The 'buy and ignore' habit has long irked users and pundits, but now comes a sign of dissent from within.
Two years ago, Google picked up Dodgeball, a mobile social-networking application for the always-wired set. The deal netted Google two talented Web developers, Dennis Crowley and Alex Rainert, who built dodgeball as part of their master's degree work for New York University's Interactive Telecommunications Program.
But on Friday, Crowley and Rainert loudly left Google, metaphorically flipping the bird at the company on the way out the door.
"The whole experience was incredibly frustrating for us - especially as we couldn't convince them that dodgeball was worth engineering resources, leaving us to watch as other startups got to innovate in the mobile + social space," Crowley wrote in his blog. "It's no real secret that Google wasn't supporting dodgeball the way we expected."

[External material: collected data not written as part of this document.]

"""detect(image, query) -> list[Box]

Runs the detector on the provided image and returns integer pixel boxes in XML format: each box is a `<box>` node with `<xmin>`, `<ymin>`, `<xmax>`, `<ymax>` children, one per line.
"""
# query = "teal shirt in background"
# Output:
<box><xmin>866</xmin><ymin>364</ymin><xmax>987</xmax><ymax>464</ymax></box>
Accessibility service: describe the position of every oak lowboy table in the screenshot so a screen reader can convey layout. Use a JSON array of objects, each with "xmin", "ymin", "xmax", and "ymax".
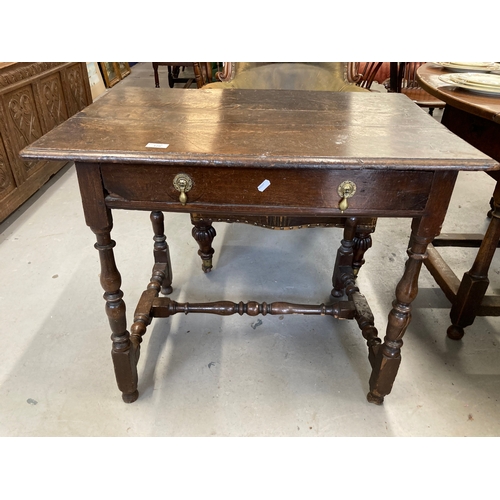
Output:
[{"xmin": 20, "ymin": 87, "xmax": 498, "ymax": 404}]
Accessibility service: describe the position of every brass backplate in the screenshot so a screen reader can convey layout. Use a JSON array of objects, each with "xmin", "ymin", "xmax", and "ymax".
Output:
[
  {"xmin": 337, "ymin": 180, "xmax": 357, "ymax": 198},
  {"xmin": 173, "ymin": 173, "xmax": 193, "ymax": 193}
]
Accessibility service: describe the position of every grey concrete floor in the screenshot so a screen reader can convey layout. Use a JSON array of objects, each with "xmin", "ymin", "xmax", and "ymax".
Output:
[{"xmin": 1, "ymin": 63, "xmax": 500, "ymax": 438}]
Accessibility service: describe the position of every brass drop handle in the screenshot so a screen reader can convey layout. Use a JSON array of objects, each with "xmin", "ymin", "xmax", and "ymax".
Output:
[
  {"xmin": 173, "ymin": 173, "xmax": 193, "ymax": 205},
  {"xmin": 337, "ymin": 180, "xmax": 357, "ymax": 213}
]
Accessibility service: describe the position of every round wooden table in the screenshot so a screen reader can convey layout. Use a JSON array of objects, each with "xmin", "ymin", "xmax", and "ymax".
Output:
[{"xmin": 417, "ymin": 63, "xmax": 500, "ymax": 339}]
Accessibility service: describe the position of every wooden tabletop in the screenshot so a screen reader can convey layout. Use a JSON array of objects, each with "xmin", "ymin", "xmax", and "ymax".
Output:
[
  {"xmin": 417, "ymin": 63, "xmax": 500, "ymax": 124},
  {"xmin": 21, "ymin": 87, "xmax": 498, "ymax": 172}
]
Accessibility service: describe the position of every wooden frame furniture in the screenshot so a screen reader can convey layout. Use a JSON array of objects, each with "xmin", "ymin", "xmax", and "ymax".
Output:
[
  {"xmin": 417, "ymin": 63, "xmax": 500, "ymax": 339},
  {"xmin": 0, "ymin": 62, "xmax": 92, "ymax": 223},
  {"xmin": 20, "ymin": 87, "xmax": 497, "ymax": 405}
]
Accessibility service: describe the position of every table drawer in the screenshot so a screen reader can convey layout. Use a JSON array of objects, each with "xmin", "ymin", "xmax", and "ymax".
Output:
[{"xmin": 101, "ymin": 164, "xmax": 434, "ymax": 216}]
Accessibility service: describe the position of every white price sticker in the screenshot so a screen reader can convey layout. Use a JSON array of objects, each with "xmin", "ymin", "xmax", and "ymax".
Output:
[
  {"xmin": 146, "ymin": 143, "xmax": 169, "ymax": 149},
  {"xmin": 258, "ymin": 179, "xmax": 271, "ymax": 192}
]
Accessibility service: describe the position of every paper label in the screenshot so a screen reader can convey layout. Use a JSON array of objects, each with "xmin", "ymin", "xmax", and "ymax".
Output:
[{"xmin": 146, "ymin": 143, "xmax": 169, "ymax": 149}]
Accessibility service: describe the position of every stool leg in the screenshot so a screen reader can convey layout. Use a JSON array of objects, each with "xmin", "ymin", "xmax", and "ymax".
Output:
[{"xmin": 448, "ymin": 181, "xmax": 500, "ymax": 339}]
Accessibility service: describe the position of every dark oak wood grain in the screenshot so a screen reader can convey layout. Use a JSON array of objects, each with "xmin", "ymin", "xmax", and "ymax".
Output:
[
  {"xmin": 21, "ymin": 88, "xmax": 493, "ymax": 169},
  {"xmin": 20, "ymin": 87, "xmax": 498, "ymax": 406}
]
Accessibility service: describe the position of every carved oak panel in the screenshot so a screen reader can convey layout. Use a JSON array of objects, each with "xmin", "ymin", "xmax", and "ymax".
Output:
[
  {"xmin": 38, "ymin": 72, "xmax": 69, "ymax": 132},
  {"xmin": 0, "ymin": 134, "xmax": 16, "ymax": 200},
  {"xmin": 62, "ymin": 63, "xmax": 89, "ymax": 116},
  {"xmin": 3, "ymin": 84, "xmax": 44, "ymax": 182}
]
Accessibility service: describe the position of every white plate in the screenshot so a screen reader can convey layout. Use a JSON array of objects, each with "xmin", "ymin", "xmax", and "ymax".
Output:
[
  {"xmin": 449, "ymin": 73, "xmax": 500, "ymax": 89},
  {"xmin": 439, "ymin": 74, "xmax": 500, "ymax": 95},
  {"xmin": 435, "ymin": 62, "xmax": 500, "ymax": 72},
  {"xmin": 449, "ymin": 62, "xmax": 493, "ymax": 67}
]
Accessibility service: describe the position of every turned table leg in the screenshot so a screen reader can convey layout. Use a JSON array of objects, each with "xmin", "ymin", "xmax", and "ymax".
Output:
[
  {"xmin": 352, "ymin": 227, "xmax": 373, "ymax": 276},
  {"xmin": 332, "ymin": 218, "xmax": 373, "ymax": 297},
  {"xmin": 76, "ymin": 163, "xmax": 139, "ymax": 403},
  {"xmin": 93, "ymin": 225, "xmax": 139, "ymax": 403},
  {"xmin": 332, "ymin": 217, "xmax": 358, "ymax": 297},
  {"xmin": 366, "ymin": 171, "xmax": 458, "ymax": 404},
  {"xmin": 150, "ymin": 211, "xmax": 173, "ymax": 294},
  {"xmin": 367, "ymin": 231, "xmax": 431, "ymax": 404}
]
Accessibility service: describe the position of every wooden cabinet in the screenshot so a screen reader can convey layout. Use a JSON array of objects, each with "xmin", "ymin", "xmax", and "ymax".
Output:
[{"xmin": 0, "ymin": 62, "xmax": 92, "ymax": 223}]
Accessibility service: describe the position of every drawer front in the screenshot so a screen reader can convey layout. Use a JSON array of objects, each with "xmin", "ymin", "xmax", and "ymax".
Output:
[{"xmin": 101, "ymin": 164, "xmax": 434, "ymax": 216}]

To be fair, Google sometimes revitalizes what it buys. Technology from Keyhole became the elegant, popular Google Earth, and Picasa is a formidable player in the Web photo management and sharing applications space. After doing the usual "closed to new registrations" disappearing act, Writely reemerged as part of Google Docs.
But just as often, Google seems more interested in buying up bright developers than it does in supporting the applications they've created. Measure Map founder Jeffrey Veen, now a design manager at Google, is reportedly focused on other projects at Google.

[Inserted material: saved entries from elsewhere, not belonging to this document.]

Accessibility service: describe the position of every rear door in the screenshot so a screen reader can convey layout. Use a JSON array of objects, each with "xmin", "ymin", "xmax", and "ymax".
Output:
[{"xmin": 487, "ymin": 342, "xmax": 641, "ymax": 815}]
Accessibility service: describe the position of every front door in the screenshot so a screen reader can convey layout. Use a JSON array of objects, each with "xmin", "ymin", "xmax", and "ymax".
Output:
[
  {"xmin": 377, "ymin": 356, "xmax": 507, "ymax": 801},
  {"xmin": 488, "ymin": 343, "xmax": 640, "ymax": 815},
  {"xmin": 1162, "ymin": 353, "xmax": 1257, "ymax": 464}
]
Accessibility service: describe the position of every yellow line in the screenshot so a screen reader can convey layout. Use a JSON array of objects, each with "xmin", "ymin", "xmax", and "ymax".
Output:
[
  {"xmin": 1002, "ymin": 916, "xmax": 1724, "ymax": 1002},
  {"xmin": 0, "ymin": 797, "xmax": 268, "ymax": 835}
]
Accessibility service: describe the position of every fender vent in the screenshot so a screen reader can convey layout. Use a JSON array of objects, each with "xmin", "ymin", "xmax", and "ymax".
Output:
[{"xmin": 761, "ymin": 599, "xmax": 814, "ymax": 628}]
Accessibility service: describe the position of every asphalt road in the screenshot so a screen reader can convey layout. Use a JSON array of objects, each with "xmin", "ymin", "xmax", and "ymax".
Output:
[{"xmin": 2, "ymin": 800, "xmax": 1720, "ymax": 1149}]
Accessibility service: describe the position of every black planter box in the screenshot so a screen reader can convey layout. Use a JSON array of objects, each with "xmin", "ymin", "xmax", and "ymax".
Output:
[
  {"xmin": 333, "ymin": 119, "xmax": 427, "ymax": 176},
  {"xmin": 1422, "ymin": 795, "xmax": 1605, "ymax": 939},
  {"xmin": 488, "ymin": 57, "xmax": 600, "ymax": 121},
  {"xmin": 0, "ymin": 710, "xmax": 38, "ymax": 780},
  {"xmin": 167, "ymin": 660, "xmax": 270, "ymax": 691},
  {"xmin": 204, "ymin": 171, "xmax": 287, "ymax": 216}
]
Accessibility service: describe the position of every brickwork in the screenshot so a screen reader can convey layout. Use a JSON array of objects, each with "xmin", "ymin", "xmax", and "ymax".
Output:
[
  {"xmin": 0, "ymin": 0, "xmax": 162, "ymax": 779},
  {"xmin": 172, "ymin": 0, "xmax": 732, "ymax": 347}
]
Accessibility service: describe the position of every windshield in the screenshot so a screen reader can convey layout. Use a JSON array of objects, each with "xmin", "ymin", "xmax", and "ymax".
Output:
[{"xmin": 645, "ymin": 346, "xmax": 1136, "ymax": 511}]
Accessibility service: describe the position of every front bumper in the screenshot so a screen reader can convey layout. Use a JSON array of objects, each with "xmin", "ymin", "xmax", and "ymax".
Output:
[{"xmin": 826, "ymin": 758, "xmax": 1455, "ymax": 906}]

Other acquired creators have gone outside the Google fold with their new entrepreneurial ventures. dMarc Broadcasting's co-founders, Chad and Ryan Steelberg, quietly slipped out of the Googleplex early this year, amid rumors of an acrimonious clash with Google over its radio-ad sales strategy. Pyra Labs co-founder Evan Williams joined Google through its 2003 acquisition of Google, then left the next year. His new company, Obvious Corp, is the power behind Web 2.0 hypemagnent-of-the-moment Twitter, one of the "other startups" catching fire in the mobile/social networking field.
Dodgeball's Crowley is moving on to a new startup, area/code, a New York marketing firm that develops interactive games. Rainert has joined digital services firm IconNicholson as a creative strategist. As a parting shot at the company that dashed their dodgeball dreams, the pair posted a photo of themselves at dodgeball's offices offering a thumbs-down to Google. Adding insult to injury, the photo is on Flickr -- the social media hotspot Google considered acquiring, until Yahoo snatched it away.